Baugeschichtlern, nur die Analyse einiger weniger Bauten, um an ihnen
aufzuzeigen, welche Architekturstroemungen aufgekommen sind und wieder
vergehen und was sich in ihnen ausdrueckt. Solche Stroemungen existieren
neben- und nacheinander.
Daraus folgt, der Semiotik haften grosse Maengel an, die es ihr nicht
erlauben, das zu leisten, was Baugeschichtler mit ihrer Ikonologie
bewerkstelligen koennen. Sie muss sich zudem auf den kommunikativen
Charakter bei ihren Auswertungen beschraenken. Wie will sie das machen,
da doch Architekturen unterschiedlichster Epochen zugleich in einer
Stadt vorhanden sind, die alle die Stadtbewohner irgendwie ansprechen.
Die Ikonologie dagegen kann in aller Ruhe Bildgut betrachten und
auswerten, um baugeschichtliche Prozesse und Zusammenhaenge zu
erschliessen. Die Bild- und Architekturbetrachtung, die sehr langwierig
ist, erschliesst also etwas Anderes als diese Sprachwissenschaft, die
nur erhellen will, dass kommuniziert wird und Mechanismen blossleben
will.
Wozu kann dann die Semiotik fuer den Architekten nuetzlich sein?
Diese Frage steht im Raum, ohne dass sie vollstaendig beantwortet werden
kann. Am sinnvollsten erscheint mir die Beschaeftigung mit der Semiotik
fuer den Architekten, um Entwurfskriterien und -verfahren daraus
abzuleiten, da ja die Semiotik den zuletzt toetlichen Zustand des
Bewusstseins von einer rein funktionalen Architektur ueberwunden hat,
indem sie darauf verwies, dass Architektur Sprache ist und neben der
technischen Funktionserfuellung noch andere Aufgaben hat.
Ein Architekt, der durch seine Architektur sprechen will, muss diese
Sprache gelernt haben, um sich bewusst damit ausdruecken zu koennen. Es
leuchtet ein, zu sagen, es gibt viele Moeglichkeiten durch Architektur
zu sprechen. Aber es gibt keine Gewissheit darin, ob der Betrachter von
Architektur so erreicht wird, wie sich der Architekt das denkt.

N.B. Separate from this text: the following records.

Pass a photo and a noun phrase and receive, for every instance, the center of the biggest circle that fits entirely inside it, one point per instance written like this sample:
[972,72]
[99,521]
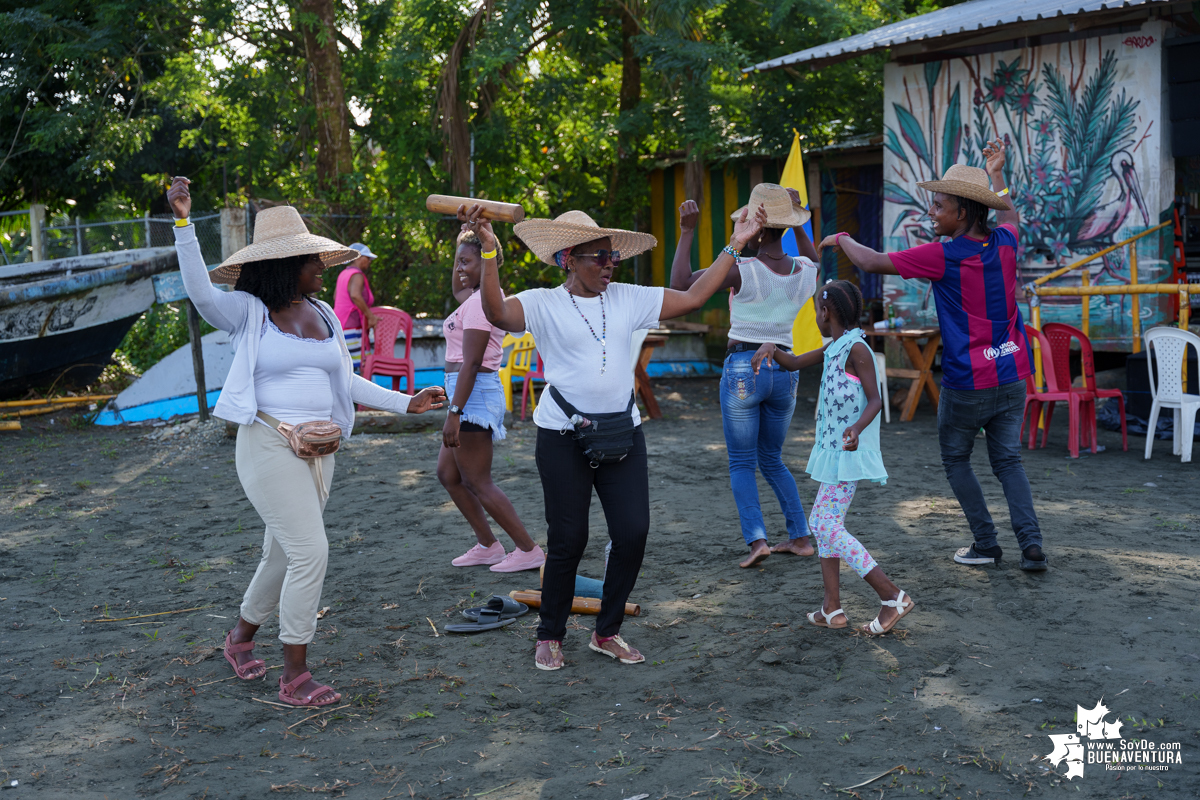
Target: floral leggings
[828,523]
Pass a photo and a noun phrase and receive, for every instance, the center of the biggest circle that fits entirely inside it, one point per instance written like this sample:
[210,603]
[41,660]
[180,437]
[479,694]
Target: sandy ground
[739,695]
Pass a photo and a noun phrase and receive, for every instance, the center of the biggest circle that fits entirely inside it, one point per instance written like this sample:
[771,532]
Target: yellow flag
[793,170]
[805,335]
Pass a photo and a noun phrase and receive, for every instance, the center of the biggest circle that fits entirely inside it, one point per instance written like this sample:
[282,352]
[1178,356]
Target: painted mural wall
[1086,166]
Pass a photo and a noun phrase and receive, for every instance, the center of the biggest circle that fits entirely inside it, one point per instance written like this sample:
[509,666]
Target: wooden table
[922,360]
[642,380]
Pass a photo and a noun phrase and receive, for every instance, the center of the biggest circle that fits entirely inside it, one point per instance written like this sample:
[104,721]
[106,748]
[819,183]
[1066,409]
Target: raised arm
[677,304]
[220,308]
[862,256]
[995,152]
[505,313]
[682,277]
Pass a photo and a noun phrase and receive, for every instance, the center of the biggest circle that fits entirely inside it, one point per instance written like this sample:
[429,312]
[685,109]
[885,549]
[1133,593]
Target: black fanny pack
[604,438]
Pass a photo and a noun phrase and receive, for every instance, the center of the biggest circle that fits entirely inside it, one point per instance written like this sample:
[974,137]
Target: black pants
[567,482]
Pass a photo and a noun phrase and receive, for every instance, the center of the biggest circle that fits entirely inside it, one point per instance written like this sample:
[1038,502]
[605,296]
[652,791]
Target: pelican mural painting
[1085,166]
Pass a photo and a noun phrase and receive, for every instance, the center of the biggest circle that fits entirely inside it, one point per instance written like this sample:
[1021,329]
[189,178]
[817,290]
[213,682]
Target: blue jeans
[756,411]
[999,411]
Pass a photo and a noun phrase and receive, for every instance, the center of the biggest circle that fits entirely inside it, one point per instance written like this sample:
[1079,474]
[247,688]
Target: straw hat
[781,212]
[966,181]
[547,236]
[280,233]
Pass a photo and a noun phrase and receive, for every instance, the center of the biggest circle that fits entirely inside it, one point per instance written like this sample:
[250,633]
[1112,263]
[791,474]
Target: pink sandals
[288,692]
[243,671]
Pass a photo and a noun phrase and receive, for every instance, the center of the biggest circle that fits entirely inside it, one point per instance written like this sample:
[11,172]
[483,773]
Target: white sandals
[903,603]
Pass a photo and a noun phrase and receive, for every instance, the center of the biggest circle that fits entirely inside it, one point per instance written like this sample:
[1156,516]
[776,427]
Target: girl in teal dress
[846,450]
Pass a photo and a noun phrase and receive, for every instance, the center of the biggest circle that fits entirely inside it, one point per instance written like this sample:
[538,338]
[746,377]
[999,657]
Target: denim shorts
[485,407]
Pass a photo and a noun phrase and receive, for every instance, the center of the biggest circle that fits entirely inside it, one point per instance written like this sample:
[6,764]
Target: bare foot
[549,655]
[799,546]
[759,553]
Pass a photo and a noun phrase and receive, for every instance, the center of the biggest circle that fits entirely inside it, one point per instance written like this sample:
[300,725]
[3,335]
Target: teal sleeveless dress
[840,403]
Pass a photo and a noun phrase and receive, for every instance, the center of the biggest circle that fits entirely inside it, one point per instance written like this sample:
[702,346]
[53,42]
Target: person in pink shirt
[353,300]
[475,419]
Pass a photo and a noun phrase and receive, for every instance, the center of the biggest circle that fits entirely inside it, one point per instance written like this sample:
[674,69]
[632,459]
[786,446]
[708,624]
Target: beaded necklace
[604,330]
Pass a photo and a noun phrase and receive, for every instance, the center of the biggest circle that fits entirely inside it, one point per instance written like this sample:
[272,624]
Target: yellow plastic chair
[519,364]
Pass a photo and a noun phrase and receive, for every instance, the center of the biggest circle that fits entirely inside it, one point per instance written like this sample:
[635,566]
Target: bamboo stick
[491,209]
[579,605]
[83,398]
[1109,288]
[1137,298]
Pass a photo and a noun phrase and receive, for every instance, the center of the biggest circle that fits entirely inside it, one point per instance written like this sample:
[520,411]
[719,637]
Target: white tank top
[765,308]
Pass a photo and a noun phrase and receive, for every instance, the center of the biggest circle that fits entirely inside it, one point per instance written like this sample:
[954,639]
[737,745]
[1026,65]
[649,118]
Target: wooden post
[36,240]
[1085,278]
[1135,305]
[193,334]
[1185,312]
[233,232]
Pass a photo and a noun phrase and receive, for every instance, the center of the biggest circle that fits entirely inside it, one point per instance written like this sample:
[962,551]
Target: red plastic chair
[1035,400]
[527,398]
[378,359]
[1060,336]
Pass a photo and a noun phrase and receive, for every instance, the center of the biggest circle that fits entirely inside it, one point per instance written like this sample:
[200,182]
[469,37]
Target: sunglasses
[603,256]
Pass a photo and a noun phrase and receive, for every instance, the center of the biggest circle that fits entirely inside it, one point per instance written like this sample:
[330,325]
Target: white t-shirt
[573,355]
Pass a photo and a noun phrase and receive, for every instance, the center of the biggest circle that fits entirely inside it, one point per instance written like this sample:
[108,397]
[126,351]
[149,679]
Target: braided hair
[846,301]
[977,214]
[274,281]
[471,239]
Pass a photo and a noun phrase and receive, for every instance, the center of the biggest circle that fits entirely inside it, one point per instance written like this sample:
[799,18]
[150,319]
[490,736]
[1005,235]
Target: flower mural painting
[1078,119]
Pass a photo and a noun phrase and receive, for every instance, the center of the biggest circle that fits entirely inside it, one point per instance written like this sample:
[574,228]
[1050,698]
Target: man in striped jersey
[985,356]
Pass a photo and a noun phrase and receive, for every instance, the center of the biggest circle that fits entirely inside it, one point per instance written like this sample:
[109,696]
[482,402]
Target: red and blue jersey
[975,288]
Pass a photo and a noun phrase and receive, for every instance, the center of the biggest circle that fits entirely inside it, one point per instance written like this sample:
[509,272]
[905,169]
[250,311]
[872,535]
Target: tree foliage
[568,103]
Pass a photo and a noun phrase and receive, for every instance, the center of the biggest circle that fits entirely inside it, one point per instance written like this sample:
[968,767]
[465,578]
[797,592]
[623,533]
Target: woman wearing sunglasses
[756,405]
[585,330]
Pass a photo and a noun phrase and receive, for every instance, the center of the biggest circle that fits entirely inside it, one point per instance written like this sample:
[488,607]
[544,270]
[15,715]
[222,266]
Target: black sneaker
[1033,559]
[976,557]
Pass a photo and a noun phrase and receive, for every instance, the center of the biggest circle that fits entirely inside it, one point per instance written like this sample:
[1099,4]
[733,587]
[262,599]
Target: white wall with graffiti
[1086,162]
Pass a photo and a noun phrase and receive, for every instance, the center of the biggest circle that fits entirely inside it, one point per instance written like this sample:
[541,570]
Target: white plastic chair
[881,379]
[1169,347]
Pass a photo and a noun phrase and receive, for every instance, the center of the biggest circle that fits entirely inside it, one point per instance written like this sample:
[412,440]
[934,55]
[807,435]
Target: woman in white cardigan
[291,365]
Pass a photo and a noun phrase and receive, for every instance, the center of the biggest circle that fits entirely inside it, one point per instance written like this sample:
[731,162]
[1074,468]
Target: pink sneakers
[519,560]
[481,555]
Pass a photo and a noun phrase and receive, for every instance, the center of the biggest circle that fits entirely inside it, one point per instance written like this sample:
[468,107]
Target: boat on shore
[61,319]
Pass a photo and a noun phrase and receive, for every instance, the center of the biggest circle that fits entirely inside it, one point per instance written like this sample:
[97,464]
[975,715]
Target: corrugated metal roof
[965,18]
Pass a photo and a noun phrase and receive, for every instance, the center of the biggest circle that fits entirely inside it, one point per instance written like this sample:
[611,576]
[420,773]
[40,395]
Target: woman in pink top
[474,420]
[353,300]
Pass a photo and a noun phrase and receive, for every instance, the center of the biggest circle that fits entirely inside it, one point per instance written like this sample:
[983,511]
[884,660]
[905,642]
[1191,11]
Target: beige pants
[289,494]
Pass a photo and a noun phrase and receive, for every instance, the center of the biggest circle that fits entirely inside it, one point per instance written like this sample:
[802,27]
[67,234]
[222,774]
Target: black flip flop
[489,620]
[505,607]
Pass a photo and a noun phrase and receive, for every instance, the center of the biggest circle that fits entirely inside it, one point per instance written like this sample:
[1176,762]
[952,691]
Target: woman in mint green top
[846,450]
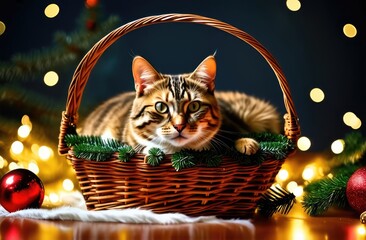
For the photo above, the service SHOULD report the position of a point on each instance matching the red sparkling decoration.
(356, 190)
(21, 189)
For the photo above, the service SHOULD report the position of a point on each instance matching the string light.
(303, 143)
(293, 5)
(317, 95)
(337, 146)
(32, 166)
(24, 131)
(51, 10)
(350, 30)
(309, 172)
(2, 28)
(50, 78)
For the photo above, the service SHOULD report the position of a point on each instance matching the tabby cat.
(174, 112)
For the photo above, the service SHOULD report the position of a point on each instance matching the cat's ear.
(206, 72)
(143, 74)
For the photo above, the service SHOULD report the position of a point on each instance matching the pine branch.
(276, 199)
(155, 156)
(126, 152)
(354, 150)
(322, 194)
(93, 152)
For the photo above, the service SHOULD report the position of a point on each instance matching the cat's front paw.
(247, 146)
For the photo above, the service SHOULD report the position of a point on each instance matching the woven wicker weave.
(229, 190)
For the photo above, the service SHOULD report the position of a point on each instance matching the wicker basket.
(230, 190)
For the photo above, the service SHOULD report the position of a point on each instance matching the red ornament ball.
(356, 190)
(21, 189)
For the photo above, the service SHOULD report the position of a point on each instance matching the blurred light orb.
(51, 10)
(17, 147)
(293, 5)
(303, 143)
(337, 146)
(309, 172)
(351, 120)
(50, 78)
(317, 95)
(350, 30)
(24, 131)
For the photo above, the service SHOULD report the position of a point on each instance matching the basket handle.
(82, 72)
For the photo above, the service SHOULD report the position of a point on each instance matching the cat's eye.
(194, 106)
(161, 107)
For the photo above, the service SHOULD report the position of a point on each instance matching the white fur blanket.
(74, 209)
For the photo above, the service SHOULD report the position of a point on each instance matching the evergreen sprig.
(276, 199)
(324, 193)
(125, 153)
(155, 156)
(354, 149)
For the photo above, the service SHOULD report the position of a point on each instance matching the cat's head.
(173, 112)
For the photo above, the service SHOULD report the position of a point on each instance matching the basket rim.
(70, 115)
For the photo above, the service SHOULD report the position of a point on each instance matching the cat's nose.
(179, 123)
(179, 127)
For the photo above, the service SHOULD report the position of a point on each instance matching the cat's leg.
(247, 146)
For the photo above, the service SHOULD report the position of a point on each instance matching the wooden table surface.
(297, 225)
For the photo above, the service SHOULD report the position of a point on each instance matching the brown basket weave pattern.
(229, 190)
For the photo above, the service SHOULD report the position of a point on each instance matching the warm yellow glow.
(293, 5)
(351, 120)
(291, 186)
(303, 143)
(26, 121)
(23, 131)
(317, 95)
(337, 146)
(13, 166)
(107, 134)
(349, 30)
(2, 27)
(361, 230)
(282, 175)
(50, 78)
(309, 172)
(33, 167)
(44, 152)
(54, 198)
(17, 147)
(51, 10)
(298, 191)
(68, 185)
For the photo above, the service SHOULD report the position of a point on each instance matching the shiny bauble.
(21, 189)
(356, 190)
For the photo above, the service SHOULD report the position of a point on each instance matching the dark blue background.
(309, 45)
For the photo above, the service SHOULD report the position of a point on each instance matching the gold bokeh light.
(51, 10)
(350, 30)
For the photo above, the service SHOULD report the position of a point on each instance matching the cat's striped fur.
(173, 112)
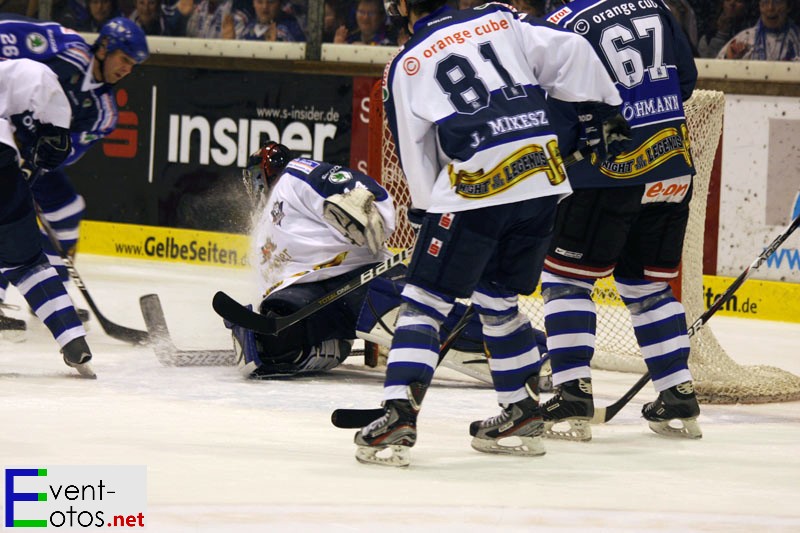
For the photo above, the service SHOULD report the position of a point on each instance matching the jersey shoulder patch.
(559, 15)
(305, 166)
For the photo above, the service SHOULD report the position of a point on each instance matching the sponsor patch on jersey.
(277, 213)
(411, 66)
(340, 177)
(88, 138)
(36, 43)
(446, 220)
(435, 247)
(671, 191)
(303, 165)
(558, 15)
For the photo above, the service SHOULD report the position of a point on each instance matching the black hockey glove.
(607, 131)
(52, 147)
(415, 218)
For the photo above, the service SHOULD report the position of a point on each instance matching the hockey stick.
(233, 311)
(604, 414)
(116, 331)
(356, 418)
(161, 341)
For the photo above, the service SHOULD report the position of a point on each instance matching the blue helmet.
(123, 34)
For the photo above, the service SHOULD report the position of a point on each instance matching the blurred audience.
(213, 19)
(775, 37)
(731, 17)
(334, 20)
(271, 23)
(370, 26)
(156, 19)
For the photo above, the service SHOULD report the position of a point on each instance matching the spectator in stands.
(100, 12)
(61, 11)
(212, 19)
(334, 21)
(731, 18)
(533, 8)
(684, 13)
(371, 26)
(273, 24)
(774, 38)
(155, 18)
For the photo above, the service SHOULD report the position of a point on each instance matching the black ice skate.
(573, 404)
(395, 431)
(11, 329)
(78, 356)
(677, 404)
(517, 430)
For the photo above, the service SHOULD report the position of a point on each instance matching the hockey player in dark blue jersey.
(31, 89)
(627, 216)
(465, 103)
(87, 74)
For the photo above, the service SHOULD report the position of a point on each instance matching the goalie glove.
(355, 216)
(607, 131)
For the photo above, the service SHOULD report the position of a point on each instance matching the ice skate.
(674, 413)
(517, 430)
(78, 356)
(573, 405)
(387, 441)
(11, 329)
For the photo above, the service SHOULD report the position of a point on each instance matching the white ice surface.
(224, 454)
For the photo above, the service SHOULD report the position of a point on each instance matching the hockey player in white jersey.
(320, 226)
(29, 88)
(465, 104)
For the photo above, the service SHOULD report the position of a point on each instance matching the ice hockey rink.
(225, 454)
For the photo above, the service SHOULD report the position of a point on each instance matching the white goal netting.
(718, 379)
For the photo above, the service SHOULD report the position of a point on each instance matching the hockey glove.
(52, 147)
(606, 130)
(355, 216)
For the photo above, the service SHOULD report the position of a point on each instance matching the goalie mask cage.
(718, 379)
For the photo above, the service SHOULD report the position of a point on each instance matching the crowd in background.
(724, 29)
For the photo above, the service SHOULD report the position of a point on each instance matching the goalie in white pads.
(319, 226)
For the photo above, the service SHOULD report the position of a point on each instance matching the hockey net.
(718, 379)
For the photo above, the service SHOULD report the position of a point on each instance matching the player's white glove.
(355, 216)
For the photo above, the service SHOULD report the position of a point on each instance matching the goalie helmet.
(123, 34)
(266, 164)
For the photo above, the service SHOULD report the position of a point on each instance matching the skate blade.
(14, 335)
(513, 445)
(579, 430)
(685, 428)
(394, 455)
(84, 369)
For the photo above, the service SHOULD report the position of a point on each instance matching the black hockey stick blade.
(166, 351)
(604, 414)
(233, 311)
(354, 418)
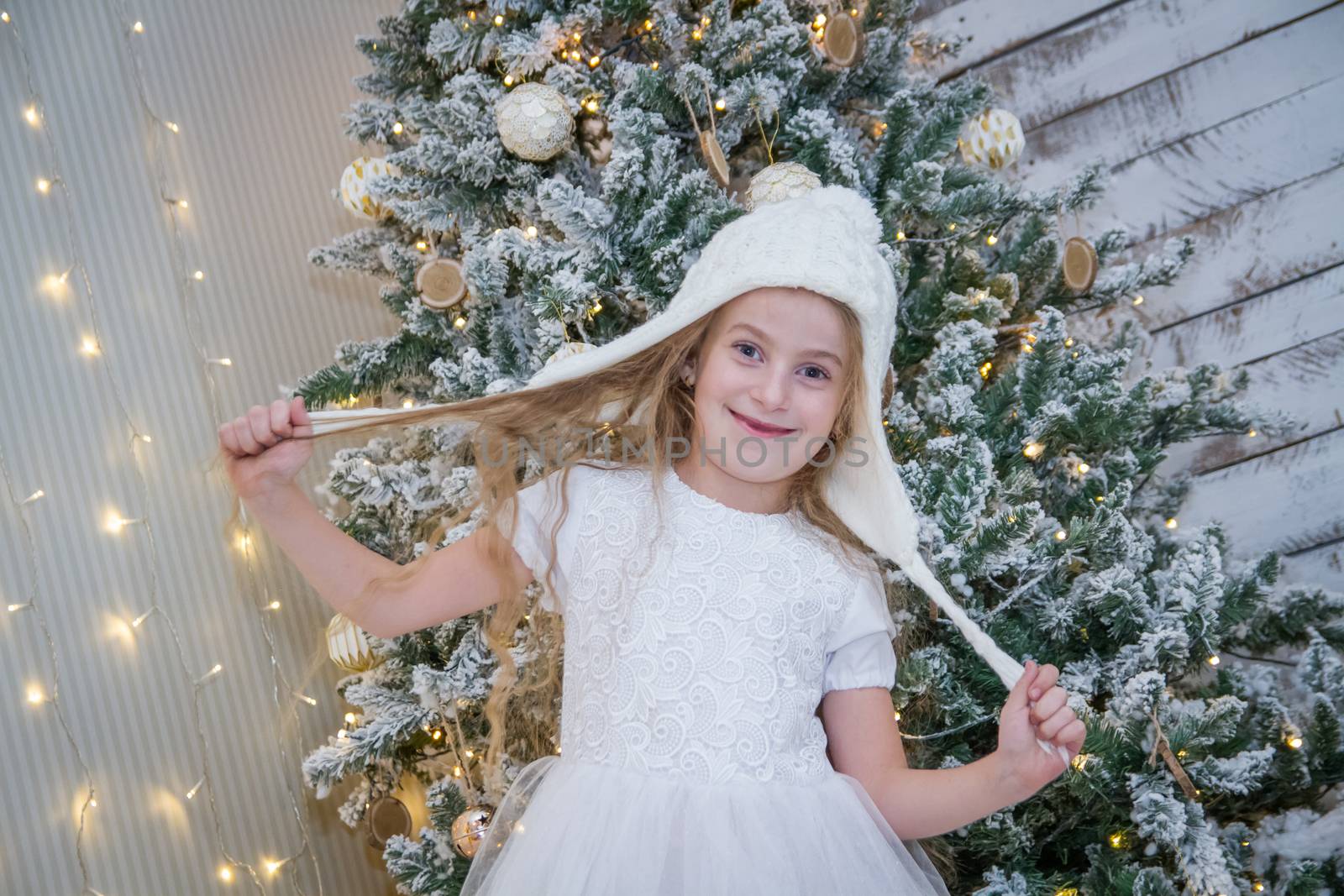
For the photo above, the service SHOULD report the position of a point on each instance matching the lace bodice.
(699, 641)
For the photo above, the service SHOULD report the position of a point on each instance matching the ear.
(687, 369)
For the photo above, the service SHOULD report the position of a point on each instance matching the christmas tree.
(550, 174)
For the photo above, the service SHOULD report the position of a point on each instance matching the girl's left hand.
(1037, 708)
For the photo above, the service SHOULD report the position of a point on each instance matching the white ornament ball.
(992, 140)
(566, 351)
(781, 181)
(354, 186)
(534, 121)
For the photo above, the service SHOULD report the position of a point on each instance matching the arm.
(454, 582)
(864, 741)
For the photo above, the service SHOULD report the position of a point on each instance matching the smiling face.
(769, 382)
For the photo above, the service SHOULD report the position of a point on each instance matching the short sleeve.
(539, 506)
(859, 652)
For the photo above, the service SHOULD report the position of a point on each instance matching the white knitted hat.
(824, 241)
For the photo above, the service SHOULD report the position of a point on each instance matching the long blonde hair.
(549, 416)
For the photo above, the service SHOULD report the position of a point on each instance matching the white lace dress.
(692, 761)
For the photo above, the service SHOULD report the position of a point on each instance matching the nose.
(772, 389)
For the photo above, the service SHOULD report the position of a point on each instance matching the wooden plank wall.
(1222, 120)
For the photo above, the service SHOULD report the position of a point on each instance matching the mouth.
(757, 427)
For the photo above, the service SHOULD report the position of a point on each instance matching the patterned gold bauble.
(470, 829)
(781, 181)
(992, 140)
(387, 817)
(354, 186)
(441, 284)
(1079, 264)
(534, 121)
(349, 647)
(842, 40)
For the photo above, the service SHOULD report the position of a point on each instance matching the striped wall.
(259, 90)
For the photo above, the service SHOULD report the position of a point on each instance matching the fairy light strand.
(94, 348)
(192, 324)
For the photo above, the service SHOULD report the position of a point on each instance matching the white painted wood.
(1189, 100)
(1124, 46)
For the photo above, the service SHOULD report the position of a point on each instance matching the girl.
(726, 723)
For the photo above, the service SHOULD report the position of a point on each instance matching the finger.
(1018, 696)
(242, 432)
(300, 418)
(228, 441)
(1047, 678)
(1055, 723)
(1054, 699)
(1073, 735)
(280, 418)
(259, 417)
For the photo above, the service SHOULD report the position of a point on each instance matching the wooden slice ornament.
(387, 817)
(441, 284)
(842, 40)
(710, 148)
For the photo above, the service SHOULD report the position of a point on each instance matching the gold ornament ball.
(1079, 264)
(781, 181)
(470, 829)
(534, 121)
(349, 647)
(992, 140)
(354, 186)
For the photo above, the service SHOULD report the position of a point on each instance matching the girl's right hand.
(260, 449)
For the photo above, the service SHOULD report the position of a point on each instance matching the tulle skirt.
(570, 826)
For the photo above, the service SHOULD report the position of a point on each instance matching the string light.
(92, 344)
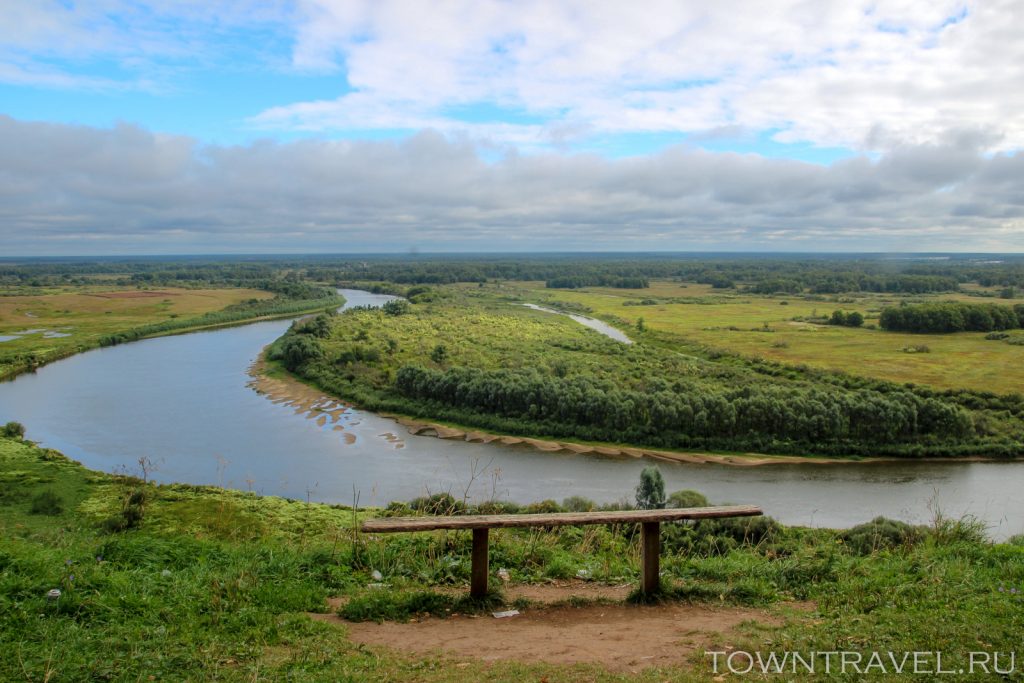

Trotzdem: Der Wahl der Mittel zum Zwecke des Sprechens durch Architektur
entkommt der Architekt nicht. Wenn er klug ist, schafft er sich eine
Sprache, die sehr gut durchdacht ist und in allen Einzelheiten genau
begruendet ist. Diese Begruendungen sollten nachlesbar sein, um sie
auswerten zu koennen. Sie bilden dann eine Architekturtheorie, nach der
sich die Architektur ausformuliert. Dass sich diese Architekturtheorie
dynamisch entwickelt und sich das dazu gehoerige Formengut der
Architektursprache ebenso weiterentwickelt, laesst sich dokumentieren
und wird dadurch verwertbar. Enthalten sein muessen in dieser
Architekturtheorie Hinweise, ob Ideen und Formengut uebernommen wurden,
wenn das geschah, genauso wie deutlich herausgearbeitet werden muss, was
der eigene Beitrag ist, der zur eigenen Architektur fuehrte. Eine solche
Architekturtheorie kann also auch redlich und wissenschaftlich abgefasst
sein und muss nicht ausschliesslich ein Manifest oder ein poetisches
Werk sein.
Der Stellenwert eines Architekten innerhalb irgendeiner Zeitstroemung
laesst sich anhand dieser Dokumente wesentlich einfacher erhellen, als
wenn diese grundsaetzlich notwendigen Vorarbeiten und das Werk
begleitenden Durcharbeitungen nicht vorliegen. Daselbe gilt fuer den
Bauingenieur, der Ingenieurbauten strukturiert und erbauen laesst. Es
liegt aber an der Qualitaet der Architektur selbst, ob sich der Aufwand
fuer den Baugeschichtler lohnt, sie dezidiert zu bearbeiten.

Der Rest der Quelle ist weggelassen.